The government may be wavering about the Brexit negotiations but it has, at least, been clear about its vision for Britain’s role after Brexit. Theresa May wants “us to be a truly Global Britain, best friend and neighbour to our European partners, but a country that reaches beyond the borders of Europe too.” And, under trade minister Liam Fox, the Department of International Trade sees the country’s new role as a global beacon of free trade.

But, to achieve this, the UK will have to capitalise on expertise in the low carbon goods and services sector which contributed over £42 billion to the UK economy in 2015 and which, according to recent ONS figures, is growing three times faster than the rest of the economy. As demand for low carbon transport, offshore wind and other energy services is expected to grow worldwide over the coming decade, there are great export opportunities not to be missed.

A global standard setter
To make the most of these opportunities, the UK will have to consider carefully how it negotiates free trade agreements with the EU and the rest of the world.

In a recent published Green Alliance report, we recommend a trade strategy that allows the UK to maintain high standards using the ambitions set out in the clean growth and industrial strategies as the basis for future trade deals.

In his recent speech, Boris Johnson suggested the UK “should be thinking not of EU standards but of global standards”. But, given the EU’s economic might as a driver of global standards, we can’t afford not to think about them. In fact, Britain should be participating actively in EU standard setting and pushing for the adoption of its own higher standards at EU level.

Conceding to lower standards might make it easier to close deals quickly with countries like the US, China and India, but this would scupper a significant economic opportunity for the long term, which was readily acknowledged in last week’s speech by Labour leader Jeremy Corbyn. And, in her speech on Friday, Theresa May committed to ensuring that British standards remain as high as the EU’s to prevent loss of economic opportunity and the environmental consequences of a race to the bottom.

Staying on good terms
Despite ambitions to do deals with far-flung countries, a close relationship with our European neighbours would help to keep UK clean growth on track. Not least, because over half of our existing low carbon trade is with the EU.

What would a close relationship with the EU on low carbon trade look like post-Brexit? Industry and investors would have greater certainty in making their plans if, for instance, we continued to participate fully in the internal energy market and its rule making bodies, and if we retained membership of the EU emissions trading scheme.

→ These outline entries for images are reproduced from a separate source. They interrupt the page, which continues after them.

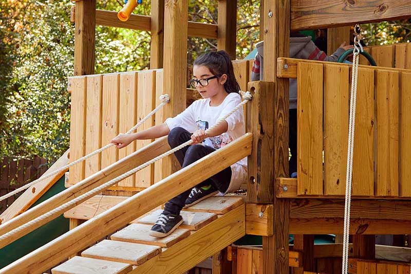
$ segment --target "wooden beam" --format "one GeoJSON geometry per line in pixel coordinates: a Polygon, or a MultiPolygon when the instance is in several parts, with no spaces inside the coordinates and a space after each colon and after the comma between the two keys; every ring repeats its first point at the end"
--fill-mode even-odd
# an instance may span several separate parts
{"type": "Polygon", "coordinates": [[[408,0],[291,1],[291,27],[294,31],[410,17],[411,3],[408,0]]]}
{"type": "Polygon", "coordinates": [[[246,230],[251,235],[273,235],[274,210],[272,205],[248,203],[246,206],[246,230]]]}
{"type": "MultiPolygon", "coordinates": [[[[49,174],[68,163],[69,150],[67,150],[40,177],[49,174]]],[[[28,188],[0,215],[0,224],[4,224],[29,209],[33,204],[45,193],[54,183],[64,175],[68,169],[61,171],[45,180],[41,180],[28,188]]]]}
{"type": "Polygon", "coordinates": [[[74,75],[94,74],[96,0],[76,2],[74,75]]]}
{"type": "Polygon", "coordinates": [[[163,67],[164,0],[151,0],[150,69],[163,67]]]}
{"type": "Polygon", "coordinates": [[[237,44],[237,0],[218,0],[217,48],[227,51],[235,60],[237,44]]]}
{"type": "MultiPolygon", "coordinates": [[[[126,225],[149,210],[154,209],[183,191],[191,189],[211,176],[247,157],[251,153],[252,141],[251,135],[246,134],[224,148],[182,169],[104,213],[88,220],[81,226],[23,257],[0,270],[0,273],[22,273],[27,269],[33,269],[40,272],[49,269],[65,260],[70,254],[95,243],[102,237],[112,233],[116,229],[126,225]],[[207,167],[210,167],[215,162],[218,162],[219,165],[215,165],[215,168],[207,168],[207,167]],[[127,214],[125,214],[126,212],[127,214]]],[[[231,212],[235,214],[237,210],[240,211],[244,220],[245,216],[244,206],[238,207],[231,212]],[[241,209],[242,209],[242,211],[241,209]]],[[[238,217],[236,214],[234,216],[236,218],[238,217]]],[[[227,218],[230,224],[235,223],[237,224],[240,223],[237,222],[237,218],[233,219],[232,216],[230,216],[227,218]]],[[[223,224],[225,225],[221,226],[223,227],[221,229],[222,234],[225,239],[231,241],[232,238],[228,236],[231,233],[231,226],[226,226],[226,224],[225,223],[223,224]]],[[[237,230],[233,230],[233,231],[237,230]]],[[[206,230],[206,233],[210,235],[214,235],[214,233],[210,233],[210,231],[208,229],[206,230]]],[[[233,238],[235,238],[234,235],[236,235],[236,233],[233,233],[233,238]]],[[[245,233],[245,226],[244,232],[238,235],[239,238],[244,235],[242,233],[245,233]]],[[[202,235],[201,238],[203,238],[202,235]]],[[[209,242],[211,241],[207,240],[206,242],[209,242]]],[[[221,241],[221,244],[223,244],[223,246],[226,246],[230,242],[226,243],[221,241]]],[[[215,243],[211,242],[210,243],[212,243],[220,249],[222,248],[215,243]]],[[[194,244],[189,245],[196,246],[194,244]]],[[[211,254],[215,253],[216,251],[216,250],[212,250],[213,252],[211,254]]],[[[184,259],[186,257],[184,257],[184,259]]]]}
{"type": "MultiPolygon", "coordinates": [[[[166,137],[157,140],[5,223],[0,226],[0,235],[5,234],[28,223],[37,217],[48,212],[50,210],[120,176],[126,171],[142,165],[146,161],[166,152],[169,149],[170,146],[167,142],[166,137]]],[[[66,209],[66,211],[72,207],[74,206],[66,209]]],[[[4,246],[8,244],[8,243],[12,242],[22,237],[60,215],[60,214],[55,214],[44,221],[39,223],[34,226],[20,231],[17,234],[15,234],[12,238],[7,239],[7,241],[0,242],[0,246],[3,245],[3,246],[4,246]]]]}
{"type": "MultiPolygon", "coordinates": [[[[278,57],[289,56],[291,7],[291,0],[264,0],[264,21],[260,25],[264,27],[266,64],[274,64],[278,57]]],[[[275,65],[266,66],[264,68],[264,81],[274,82],[274,89],[270,100],[262,102],[259,110],[261,120],[267,119],[265,122],[268,125],[261,129],[268,135],[266,137],[268,141],[260,144],[260,149],[267,150],[270,156],[268,158],[260,158],[260,160],[268,162],[268,168],[264,172],[269,174],[268,177],[272,176],[274,179],[265,182],[271,185],[275,178],[288,177],[289,173],[289,82],[288,80],[277,78],[276,70],[275,65]],[[274,111],[274,115],[271,116],[265,113],[270,108],[274,111]],[[272,159],[273,161],[270,161],[272,159]]],[[[289,202],[277,199],[274,194],[273,187],[270,189],[273,190],[270,194],[270,200],[264,202],[274,204],[274,234],[263,237],[263,272],[265,274],[283,274],[288,272],[289,202]]]]}

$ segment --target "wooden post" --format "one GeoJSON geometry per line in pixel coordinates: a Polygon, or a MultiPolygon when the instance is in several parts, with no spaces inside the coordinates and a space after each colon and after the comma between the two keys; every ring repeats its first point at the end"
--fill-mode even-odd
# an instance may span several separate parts
{"type": "MultiPolygon", "coordinates": [[[[269,123],[273,134],[267,136],[269,141],[261,143],[261,150],[272,153],[273,161],[265,171],[272,174],[272,180],[262,184],[273,184],[276,178],[288,177],[288,80],[276,77],[276,61],[278,57],[289,55],[290,0],[265,0],[264,4],[264,81],[274,82],[271,93],[273,105],[261,105],[261,119],[273,119],[269,123]],[[274,109],[274,115],[264,117],[266,107],[274,109]]],[[[271,100],[269,100],[271,101],[271,100]]],[[[270,121],[270,120],[269,120],[270,121]]],[[[266,131],[267,129],[261,129],[266,131]]],[[[265,187],[263,185],[260,187],[265,187]]],[[[273,193],[274,203],[274,235],[263,238],[263,272],[285,274],[288,272],[288,230],[290,204],[286,199],[277,198],[273,193]]]]}
{"type": "Polygon", "coordinates": [[[314,235],[294,235],[294,251],[302,251],[303,267],[291,268],[293,274],[304,274],[304,271],[315,272],[314,261],[314,235]]]}
{"type": "MultiPolygon", "coordinates": [[[[170,97],[170,102],[163,108],[163,122],[185,108],[187,82],[187,35],[188,2],[165,0],[164,2],[164,75],[163,90],[170,97]]],[[[173,155],[162,159],[161,175],[169,176],[178,169],[179,164],[173,155]]]]}
{"type": "Polygon", "coordinates": [[[331,55],[344,42],[350,44],[350,27],[340,27],[328,29],[327,33],[327,54],[331,55]]]}
{"type": "Polygon", "coordinates": [[[94,74],[96,0],[76,2],[74,75],[94,74]]]}
{"type": "Polygon", "coordinates": [[[163,67],[164,0],[151,0],[150,69],[163,67]]]}
{"type": "Polygon", "coordinates": [[[237,35],[237,0],[218,0],[217,48],[235,60],[237,35]]]}

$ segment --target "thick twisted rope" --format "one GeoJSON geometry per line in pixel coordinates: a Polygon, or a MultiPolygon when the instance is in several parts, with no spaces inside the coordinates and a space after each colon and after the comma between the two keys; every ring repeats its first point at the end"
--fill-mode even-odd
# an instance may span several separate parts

We should also continue to access cheap finance from European sources, like the European Investment Bank, for domestic energy infrastructure during the transition period. The period of status quo offered by a transition period will also allow us more time to negotiate an agreement on, amongst other things, EU market access for British low carbon goods and services and decide whether to continue participating in the internal energy market and other bodies.

Harmony is cheaper
Harmonisation with EU regulations would keep bureaucracy and business costs down in the years after the transition period. Trade in electricity is an obvious area where this applies, as EU member states and countries in the European Economic Area are the UK’s only possible trading partners. But, for other areas, complete harmonisation will not always be necessary, because the same goals can be achieved in different ways.

To avoid trade barriers, we recommend a framework that allows for regulatory divergence, with appropriate monitoring, compliance and dispute resolution mechanisms. Regulatory equivalence in areas like state aid, industrial emissions and green finance are critical for effective cross border trading. Under such an arrangement, both parties would agree to accept each other’s standards and regulations as long as they achieve similar goals.

If we want to be a leader in free trade, and achieve our domestic and international clean growth ambitions, the aspirations for both will have to be aligned. Harmonising our regulations with the EU in areas where the EU is a global leader, and agreeing on regulatory equivalence in other areas, will give us the flexibility to look beyond Europe for trade deals and ensure that UK businesses will still have access to their biggest market.